Comentando esas previsiones, un portavoz del gobernador Wilson se contentó con levantar los hombros y declarar: “Si es necesario cubrir esos gastos suplementarios, creo que deberemos reducir otros servicios. Habrá que modificar nuestras prioridades”. La cuestión de cuáles son esas prioridades quedó aclarada en octubre, cuando los investigadores de la RAND publicaron un análisis financiero exhaustivo que llevaba a la conclusión siguiente: “Para asegurar la aplicación de la ley, la totalidad de los gastos destinados a la enanas superior y a otros servicios oficiales deberá disminuir un 40% durante los próximos ocho años […]. Si la regla de los tres golpes se mantiene hasta el 2002, el gobierno del Estado gastará más dinero en mantener a la gente en la cárcel que en mandarla a la universidad”.
Es instructivo, en este sentido, recordar que la Administración penitenciaria de California, con sus veintinueve vastos “campus”, cuesta ya más que el sistema universitario californiano, y que los jóvenes negros de Los Ángeles o de Oackland tienen dos veces más posibilidades de acabar en la cárcel que en la universidad.

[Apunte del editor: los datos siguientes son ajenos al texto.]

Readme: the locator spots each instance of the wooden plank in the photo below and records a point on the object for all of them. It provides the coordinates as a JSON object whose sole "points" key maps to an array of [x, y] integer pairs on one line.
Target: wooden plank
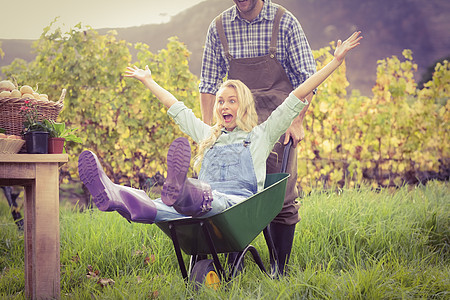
{"points": [[46, 233], [36, 158], [13, 170]]}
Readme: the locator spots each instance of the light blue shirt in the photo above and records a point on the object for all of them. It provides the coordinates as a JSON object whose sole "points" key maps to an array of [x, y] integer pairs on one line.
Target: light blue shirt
{"points": [[263, 137]]}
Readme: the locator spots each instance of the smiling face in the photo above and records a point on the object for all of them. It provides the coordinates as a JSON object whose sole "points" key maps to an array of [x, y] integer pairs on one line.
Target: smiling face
{"points": [[249, 9], [227, 106]]}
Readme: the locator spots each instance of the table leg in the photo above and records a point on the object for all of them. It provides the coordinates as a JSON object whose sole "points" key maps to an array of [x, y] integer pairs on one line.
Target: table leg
{"points": [[42, 262]]}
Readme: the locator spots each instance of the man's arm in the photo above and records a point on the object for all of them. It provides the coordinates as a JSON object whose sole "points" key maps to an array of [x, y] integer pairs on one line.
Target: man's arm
{"points": [[296, 130], [207, 106]]}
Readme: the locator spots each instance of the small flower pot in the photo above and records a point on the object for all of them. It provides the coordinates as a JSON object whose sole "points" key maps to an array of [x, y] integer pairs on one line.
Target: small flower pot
{"points": [[36, 142], [56, 145]]}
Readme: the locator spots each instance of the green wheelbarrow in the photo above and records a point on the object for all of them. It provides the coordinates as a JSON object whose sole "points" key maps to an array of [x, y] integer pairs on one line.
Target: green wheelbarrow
{"points": [[230, 231]]}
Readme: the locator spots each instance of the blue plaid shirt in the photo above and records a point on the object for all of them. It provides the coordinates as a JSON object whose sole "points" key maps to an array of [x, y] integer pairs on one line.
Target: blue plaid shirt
{"points": [[252, 39]]}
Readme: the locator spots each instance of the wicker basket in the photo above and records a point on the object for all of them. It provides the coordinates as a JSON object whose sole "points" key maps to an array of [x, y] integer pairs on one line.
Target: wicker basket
{"points": [[12, 121], [10, 146]]}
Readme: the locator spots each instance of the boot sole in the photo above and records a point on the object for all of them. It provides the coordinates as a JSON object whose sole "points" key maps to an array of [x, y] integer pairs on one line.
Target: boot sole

Además, la Proposición 184 promete un aumento radical de las disparidades racionales. En los seis meses que siguieron a su entrada en vigor, los afroamericanos (10% de la población) representaban el 57% de las diligencias iniciadas en virtud de esa ley en el condado de Los Ángeles. Según algunos abogados, ello representa 17 veces más inculpaciones que para los blancos, a pesar de que otros estudios demostraron que el 60% del conjunto de violaciones, ataques a mano armada y agresiones cometidas en el Estado fueron
llevadas a cabo por hombres de raza blanca.

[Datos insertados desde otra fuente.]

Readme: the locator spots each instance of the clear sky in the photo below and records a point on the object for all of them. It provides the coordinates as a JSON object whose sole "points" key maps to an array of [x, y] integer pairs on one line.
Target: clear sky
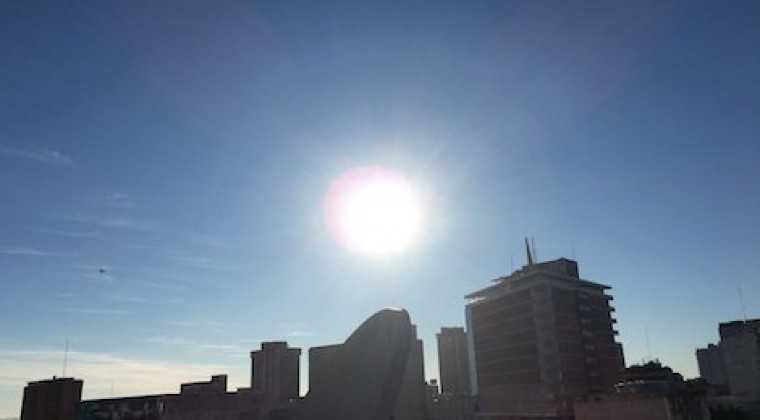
{"points": [[187, 149]]}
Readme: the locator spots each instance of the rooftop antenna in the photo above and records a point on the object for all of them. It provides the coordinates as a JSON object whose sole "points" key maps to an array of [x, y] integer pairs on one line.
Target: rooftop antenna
{"points": [[741, 302], [527, 249], [65, 357]]}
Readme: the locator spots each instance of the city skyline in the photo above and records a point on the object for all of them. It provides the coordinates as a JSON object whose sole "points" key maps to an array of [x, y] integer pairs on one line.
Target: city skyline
{"points": [[164, 172]]}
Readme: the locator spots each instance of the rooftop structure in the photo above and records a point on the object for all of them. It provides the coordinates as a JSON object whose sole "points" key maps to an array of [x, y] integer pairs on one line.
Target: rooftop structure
{"points": [[539, 338]]}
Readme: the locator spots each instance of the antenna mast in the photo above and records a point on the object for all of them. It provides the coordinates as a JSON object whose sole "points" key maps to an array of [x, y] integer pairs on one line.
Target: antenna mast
{"points": [[741, 302], [527, 250], [65, 357]]}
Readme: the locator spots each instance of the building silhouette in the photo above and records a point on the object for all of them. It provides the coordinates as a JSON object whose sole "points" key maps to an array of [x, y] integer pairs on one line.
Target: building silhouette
{"points": [[275, 371], [711, 366], [453, 361], [376, 374], [540, 338], [648, 391], [53, 399], [740, 348]]}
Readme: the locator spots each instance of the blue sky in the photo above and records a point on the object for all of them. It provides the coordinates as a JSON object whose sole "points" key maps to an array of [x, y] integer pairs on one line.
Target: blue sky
{"points": [[187, 148]]}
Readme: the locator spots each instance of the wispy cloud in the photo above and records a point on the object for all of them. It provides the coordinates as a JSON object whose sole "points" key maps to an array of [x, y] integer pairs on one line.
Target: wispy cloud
{"points": [[48, 156], [101, 370], [195, 324], [114, 222], [26, 252], [69, 233], [205, 263], [120, 200], [189, 344], [97, 311]]}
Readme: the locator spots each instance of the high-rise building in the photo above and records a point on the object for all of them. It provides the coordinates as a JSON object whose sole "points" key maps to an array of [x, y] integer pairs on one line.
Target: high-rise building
{"points": [[711, 366], [740, 348], [275, 371], [539, 338], [53, 399], [453, 361]]}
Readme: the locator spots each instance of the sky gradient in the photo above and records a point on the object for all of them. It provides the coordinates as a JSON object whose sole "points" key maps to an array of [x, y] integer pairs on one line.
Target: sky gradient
{"points": [[187, 148]]}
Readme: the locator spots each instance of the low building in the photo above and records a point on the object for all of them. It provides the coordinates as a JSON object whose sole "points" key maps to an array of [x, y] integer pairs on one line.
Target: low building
{"points": [[53, 399], [648, 392]]}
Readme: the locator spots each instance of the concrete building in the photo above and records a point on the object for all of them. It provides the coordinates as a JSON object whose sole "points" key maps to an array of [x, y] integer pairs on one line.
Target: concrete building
{"points": [[711, 366], [275, 371], [53, 399], [740, 348], [453, 361], [320, 364], [196, 401], [540, 338], [376, 374], [648, 392]]}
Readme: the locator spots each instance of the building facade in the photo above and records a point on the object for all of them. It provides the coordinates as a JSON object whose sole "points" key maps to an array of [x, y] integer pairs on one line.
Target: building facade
{"points": [[711, 366], [275, 371], [740, 348], [54, 399], [540, 338], [453, 361]]}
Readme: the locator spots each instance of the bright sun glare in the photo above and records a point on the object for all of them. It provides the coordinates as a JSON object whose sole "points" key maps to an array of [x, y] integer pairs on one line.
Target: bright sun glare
{"points": [[373, 211]]}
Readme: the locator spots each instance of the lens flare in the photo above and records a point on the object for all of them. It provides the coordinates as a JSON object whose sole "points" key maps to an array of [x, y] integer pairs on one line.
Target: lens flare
{"points": [[373, 211]]}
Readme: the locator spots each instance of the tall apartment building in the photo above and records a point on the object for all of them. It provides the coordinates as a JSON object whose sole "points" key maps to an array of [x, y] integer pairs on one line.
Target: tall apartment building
{"points": [[453, 361], [53, 399], [740, 348], [275, 371], [711, 366], [539, 338]]}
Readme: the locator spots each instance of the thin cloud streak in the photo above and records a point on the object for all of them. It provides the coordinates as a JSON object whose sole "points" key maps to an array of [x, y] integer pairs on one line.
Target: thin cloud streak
{"points": [[189, 344], [97, 311], [26, 252], [48, 156], [120, 200], [101, 370], [70, 234]]}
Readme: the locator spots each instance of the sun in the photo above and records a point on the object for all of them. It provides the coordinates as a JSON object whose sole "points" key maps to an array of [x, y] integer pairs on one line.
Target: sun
{"points": [[373, 211]]}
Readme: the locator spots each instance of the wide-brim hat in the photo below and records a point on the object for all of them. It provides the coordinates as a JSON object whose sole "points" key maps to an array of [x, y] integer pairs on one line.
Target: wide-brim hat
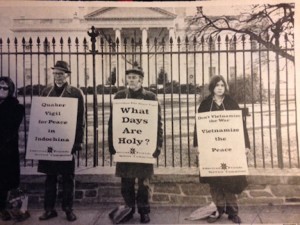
{"points": [[135, 70], [62, 65]]}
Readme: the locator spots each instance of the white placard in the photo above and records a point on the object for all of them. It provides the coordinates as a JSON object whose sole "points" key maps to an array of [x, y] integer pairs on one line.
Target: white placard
{"points": [[221, 143], [52, 128], [134, 130]]}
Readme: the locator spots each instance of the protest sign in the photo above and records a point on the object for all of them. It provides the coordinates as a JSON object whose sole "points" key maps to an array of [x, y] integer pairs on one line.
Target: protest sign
{"points": [[134, 130], [52, 128], [221, 143]]}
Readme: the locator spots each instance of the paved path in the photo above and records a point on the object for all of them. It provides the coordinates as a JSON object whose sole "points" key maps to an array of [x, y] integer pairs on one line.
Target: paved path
{"points": [[94, 215]]}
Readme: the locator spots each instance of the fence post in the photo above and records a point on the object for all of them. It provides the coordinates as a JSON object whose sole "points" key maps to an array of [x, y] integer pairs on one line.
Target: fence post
{"points": [[93, 34], [276, 32]]}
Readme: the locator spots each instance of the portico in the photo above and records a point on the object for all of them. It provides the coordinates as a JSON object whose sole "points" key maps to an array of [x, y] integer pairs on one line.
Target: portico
{"points": [[126, 31]]}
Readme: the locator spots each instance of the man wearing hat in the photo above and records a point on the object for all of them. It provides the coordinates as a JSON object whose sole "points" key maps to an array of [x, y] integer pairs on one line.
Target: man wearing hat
{"points": [[129, 172], [66, 169]]}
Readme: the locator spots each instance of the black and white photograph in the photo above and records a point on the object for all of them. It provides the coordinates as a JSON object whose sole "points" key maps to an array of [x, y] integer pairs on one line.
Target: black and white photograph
{"points": [[159, 112]]}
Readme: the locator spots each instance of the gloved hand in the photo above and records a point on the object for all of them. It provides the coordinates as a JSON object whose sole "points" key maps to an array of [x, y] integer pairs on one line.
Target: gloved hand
{"points": [[112, 150], [156, 153], [77, 147]]}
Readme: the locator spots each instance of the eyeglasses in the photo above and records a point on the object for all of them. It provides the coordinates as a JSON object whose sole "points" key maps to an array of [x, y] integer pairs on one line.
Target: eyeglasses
{"points": [[58, 74], [4, 88]]}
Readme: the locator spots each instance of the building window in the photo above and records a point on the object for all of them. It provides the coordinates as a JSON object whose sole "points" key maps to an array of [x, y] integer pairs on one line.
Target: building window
{"points": [[232, 45], [212, 46], [87, 74], [28, 74], [232, 72], [46, 46], [211, 71], [253, 45]]}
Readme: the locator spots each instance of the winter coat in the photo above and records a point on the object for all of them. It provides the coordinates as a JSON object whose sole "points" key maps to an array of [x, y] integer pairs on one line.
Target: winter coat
{"points": [[11, 115], [131, 170], [66, 167], [233, 184]]}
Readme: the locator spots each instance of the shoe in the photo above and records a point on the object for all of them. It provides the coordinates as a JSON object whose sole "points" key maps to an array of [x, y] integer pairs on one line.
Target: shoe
{"points": [[235, 218], [127, 218], [71, 216], [5, 215], [213, 217], [145, 218], [48, 215], [23, 216]]}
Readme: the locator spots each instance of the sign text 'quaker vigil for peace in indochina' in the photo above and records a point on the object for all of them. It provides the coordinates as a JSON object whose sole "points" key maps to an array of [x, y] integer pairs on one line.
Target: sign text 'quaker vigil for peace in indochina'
{"points": [[134, 130], [221, 143], [52, 128]]}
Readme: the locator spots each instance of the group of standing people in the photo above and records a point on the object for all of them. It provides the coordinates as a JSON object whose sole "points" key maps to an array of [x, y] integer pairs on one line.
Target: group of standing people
{"points": [[11, 115]]}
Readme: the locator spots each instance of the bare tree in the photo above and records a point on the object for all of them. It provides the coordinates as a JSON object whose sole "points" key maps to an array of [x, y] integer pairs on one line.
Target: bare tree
{"points": [[266, 24], [263, 23]]}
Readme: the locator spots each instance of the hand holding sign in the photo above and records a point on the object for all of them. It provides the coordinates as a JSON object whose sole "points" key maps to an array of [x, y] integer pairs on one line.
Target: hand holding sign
{"points": [[133, 124]]}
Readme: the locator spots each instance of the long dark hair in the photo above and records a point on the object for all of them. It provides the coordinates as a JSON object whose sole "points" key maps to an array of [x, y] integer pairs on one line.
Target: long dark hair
{"points": [[10, 84], [213, 83]]}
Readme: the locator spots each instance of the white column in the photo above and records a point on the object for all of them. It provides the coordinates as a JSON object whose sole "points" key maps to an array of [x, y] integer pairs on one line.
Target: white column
{"points": [[144, 56], [119, 64], [174, 69]]}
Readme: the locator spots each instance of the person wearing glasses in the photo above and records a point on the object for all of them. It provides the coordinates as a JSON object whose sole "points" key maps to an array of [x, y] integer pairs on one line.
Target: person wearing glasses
{"points": [[11, 116], [66, 169], [223, 189], [129, 172]]}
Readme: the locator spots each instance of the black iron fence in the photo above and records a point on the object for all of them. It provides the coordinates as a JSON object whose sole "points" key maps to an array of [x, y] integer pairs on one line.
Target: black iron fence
{"points": [[177, 70]]}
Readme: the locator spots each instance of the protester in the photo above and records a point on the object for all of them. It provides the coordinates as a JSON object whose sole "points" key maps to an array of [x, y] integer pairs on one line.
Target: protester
{"points": [[66, 169], [223, 189], [11, 115], [129, 172]]}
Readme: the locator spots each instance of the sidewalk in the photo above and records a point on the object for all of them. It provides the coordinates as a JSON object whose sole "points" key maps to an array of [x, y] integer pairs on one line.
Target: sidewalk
{"points": [[93, 215]]}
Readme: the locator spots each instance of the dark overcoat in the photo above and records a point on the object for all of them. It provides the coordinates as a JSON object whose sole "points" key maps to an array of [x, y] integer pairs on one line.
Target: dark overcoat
{"points": [[139, 170], [11, 115], [228, 182], [66, 167]]}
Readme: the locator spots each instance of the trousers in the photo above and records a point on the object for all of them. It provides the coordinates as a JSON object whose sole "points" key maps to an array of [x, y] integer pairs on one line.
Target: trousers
{"points": [[224, 200], [3, 198], [51, 191], [131, 198]]}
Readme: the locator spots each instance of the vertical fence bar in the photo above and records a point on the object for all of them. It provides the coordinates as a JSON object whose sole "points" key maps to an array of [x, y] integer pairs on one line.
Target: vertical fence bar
{"points": [[172, 103], [278, 109], [235, 60], [219, 54], [93, 34], [164, 98], [24, 84], [287, 105], [8, 57], [46, 45], [85, 47], [252, 104], [187, 98], [195, 73], [244, 73], [38, 66], [102, 45], [62, 50], [269, 106], [261, 106], [179, 95], [53, 52], [1, 57], [227, 57]]}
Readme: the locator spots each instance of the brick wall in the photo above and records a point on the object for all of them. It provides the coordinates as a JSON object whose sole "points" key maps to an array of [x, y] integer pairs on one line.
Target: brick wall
{"points": [[170, 186]]}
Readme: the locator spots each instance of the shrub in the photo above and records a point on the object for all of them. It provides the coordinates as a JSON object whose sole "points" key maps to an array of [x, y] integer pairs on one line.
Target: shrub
{"points": [[240, 89]]}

Para el senador californiano Tom Hayden, que se opuso vigorosamente a la Proposición 184, California está cayendo en un “cenagal moral” que recuerda a Vietnam: “La política estatal se ha dejado atar de pies y manos por el lobby de la seguridad. Los electores no tienen realmente una idea clara de lo que les espera. No se les ha dicho la verdad sobre el intercambio que han aceptado –universidades contra prisiones– ni sobre la catástrofe económica que inevitablemente implicará. Deshumanizamos a los delincuentes y a los pobres exactamente de la misma manera que lo hacíamos con los llamados gooks4 en Vietnam. Los precipitamos al infierno simplemente para seguir alimentado sus llamas”.

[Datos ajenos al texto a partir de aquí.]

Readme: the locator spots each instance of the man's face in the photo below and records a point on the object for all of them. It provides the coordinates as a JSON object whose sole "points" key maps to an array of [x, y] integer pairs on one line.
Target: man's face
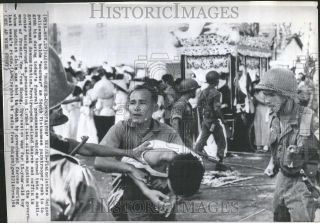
{"points": [[273, 100], [141, 106]]}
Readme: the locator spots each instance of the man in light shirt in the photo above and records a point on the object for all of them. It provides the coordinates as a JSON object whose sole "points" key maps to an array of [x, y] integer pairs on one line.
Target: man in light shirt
{"points": [[103, 94]]}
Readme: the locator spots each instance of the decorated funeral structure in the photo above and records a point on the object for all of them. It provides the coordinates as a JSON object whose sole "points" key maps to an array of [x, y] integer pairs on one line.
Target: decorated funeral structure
{"points": [[241, 60]]}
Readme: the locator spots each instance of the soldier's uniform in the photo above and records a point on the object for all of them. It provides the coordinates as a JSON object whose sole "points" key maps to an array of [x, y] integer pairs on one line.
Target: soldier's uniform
{"points": [[294, 147], [182, 110], [291, 195], [210, 108]]}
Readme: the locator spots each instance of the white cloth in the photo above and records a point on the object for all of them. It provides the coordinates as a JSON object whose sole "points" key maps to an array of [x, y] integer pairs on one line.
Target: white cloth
{"points": [[154, 144], [73, 115], [120, 102], [86, 126], [63, 129], [73, 187], [103, 92]]}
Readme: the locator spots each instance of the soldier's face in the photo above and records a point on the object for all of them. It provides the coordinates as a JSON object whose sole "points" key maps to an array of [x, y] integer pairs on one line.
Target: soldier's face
{"points": [[141, 106], [274, 101]]}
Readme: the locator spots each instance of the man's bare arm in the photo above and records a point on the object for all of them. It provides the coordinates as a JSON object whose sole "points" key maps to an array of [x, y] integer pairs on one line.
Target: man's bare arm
{"points": [[176, 125]]}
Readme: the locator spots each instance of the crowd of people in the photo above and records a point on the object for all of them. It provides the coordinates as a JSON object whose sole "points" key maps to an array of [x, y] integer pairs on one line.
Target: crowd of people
{"points": [[146, 130]]}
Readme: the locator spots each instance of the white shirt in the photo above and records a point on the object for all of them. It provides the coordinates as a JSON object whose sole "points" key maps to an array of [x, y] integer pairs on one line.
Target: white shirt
{"points": [[103, 93]]}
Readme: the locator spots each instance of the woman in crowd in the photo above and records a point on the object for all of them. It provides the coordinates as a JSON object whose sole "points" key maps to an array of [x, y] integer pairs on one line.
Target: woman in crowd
{"points": [[120, 100], [170, 95], [86, 125]]}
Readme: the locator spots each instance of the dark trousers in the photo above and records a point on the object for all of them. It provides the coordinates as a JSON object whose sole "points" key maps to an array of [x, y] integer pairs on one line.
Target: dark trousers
{"points": [[103, 124], [217, 135]]}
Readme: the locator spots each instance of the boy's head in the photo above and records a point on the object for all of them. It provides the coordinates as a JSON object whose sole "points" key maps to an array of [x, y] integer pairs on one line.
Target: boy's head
{"points": [[185, 174]]}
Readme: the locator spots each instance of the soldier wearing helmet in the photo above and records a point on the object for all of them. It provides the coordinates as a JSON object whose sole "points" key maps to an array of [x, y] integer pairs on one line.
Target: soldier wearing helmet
{"points": [[294, 147], [74, 193], [182, 116], [209, 105]]}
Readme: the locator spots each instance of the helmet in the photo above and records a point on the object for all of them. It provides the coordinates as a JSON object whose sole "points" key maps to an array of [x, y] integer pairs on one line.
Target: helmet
{"points": [[59, 87], [279, 80], [212, 77], [187, 85]]}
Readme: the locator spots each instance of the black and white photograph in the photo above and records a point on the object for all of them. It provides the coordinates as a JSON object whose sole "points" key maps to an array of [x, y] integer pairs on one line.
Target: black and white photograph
{"points": [[165, 112]]}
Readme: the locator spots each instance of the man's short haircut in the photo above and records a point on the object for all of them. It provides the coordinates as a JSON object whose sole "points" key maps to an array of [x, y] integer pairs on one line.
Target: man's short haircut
{"points": [[152, 89], [185, 174]]}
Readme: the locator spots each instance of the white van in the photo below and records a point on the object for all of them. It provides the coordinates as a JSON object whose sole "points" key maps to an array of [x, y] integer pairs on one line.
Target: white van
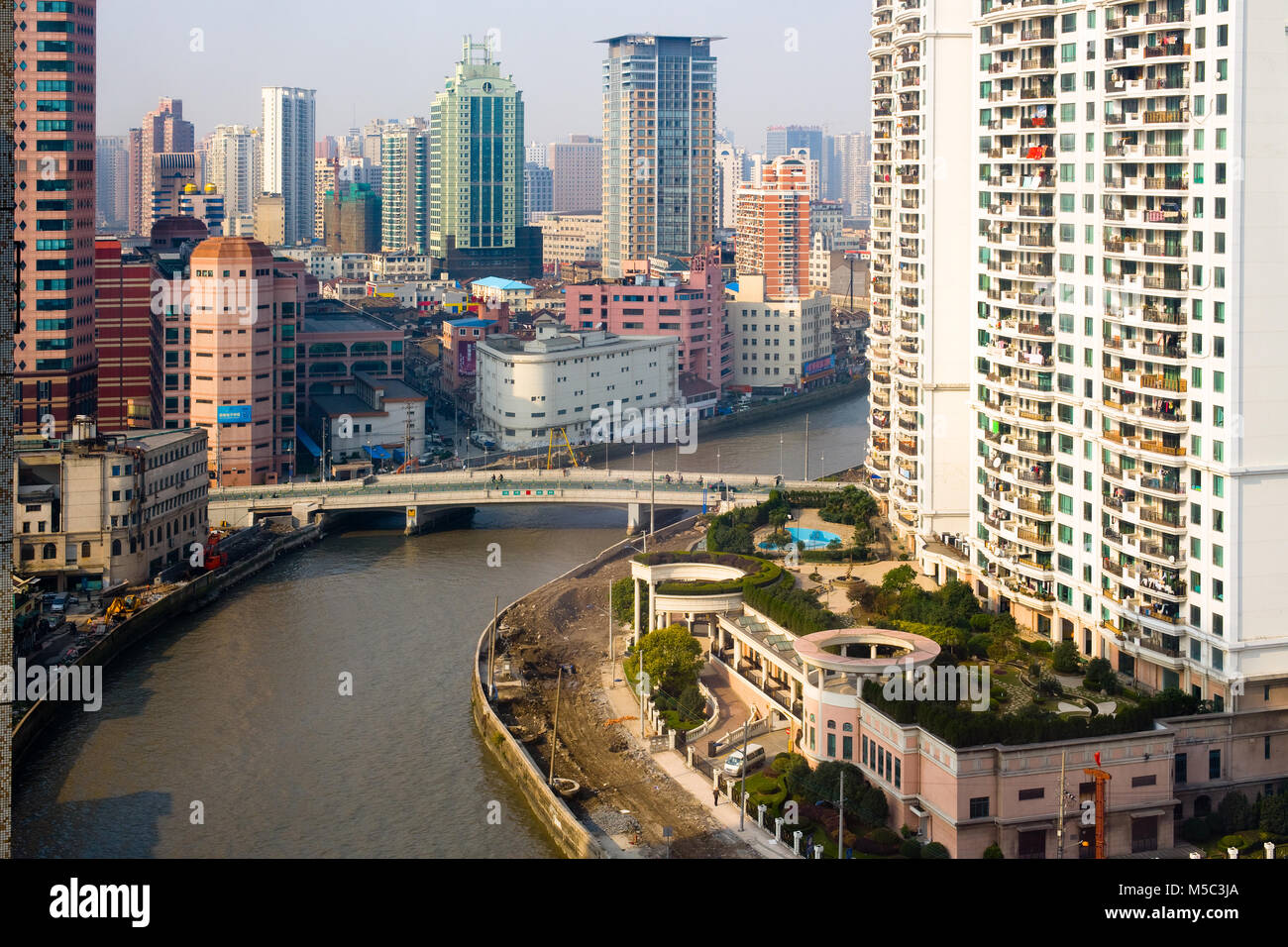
{"points": [[755, 758]]}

Mientras tanto en Calipatria la Administración empieza ya a saltarse todas las alarmas. Daniel Paramo reconoce contento que, ante la expansión de la población penitenciaria causada por la Proposición 184, la Administración penitenciaria proyecta meter a un tercer preso en cada una de sus celdas para ratas fustigadas. “Meteremos a tantos detenidos como nos ordene el Estado. Y si los tribunales acaban por imponer un límite, me imagino que se construirán algunas cárceles más, eso será todo”.
4 Calificativo despreciativo aplicado a los soldados asiáticos, ya sean japoneses, coreanos o vietnamitas.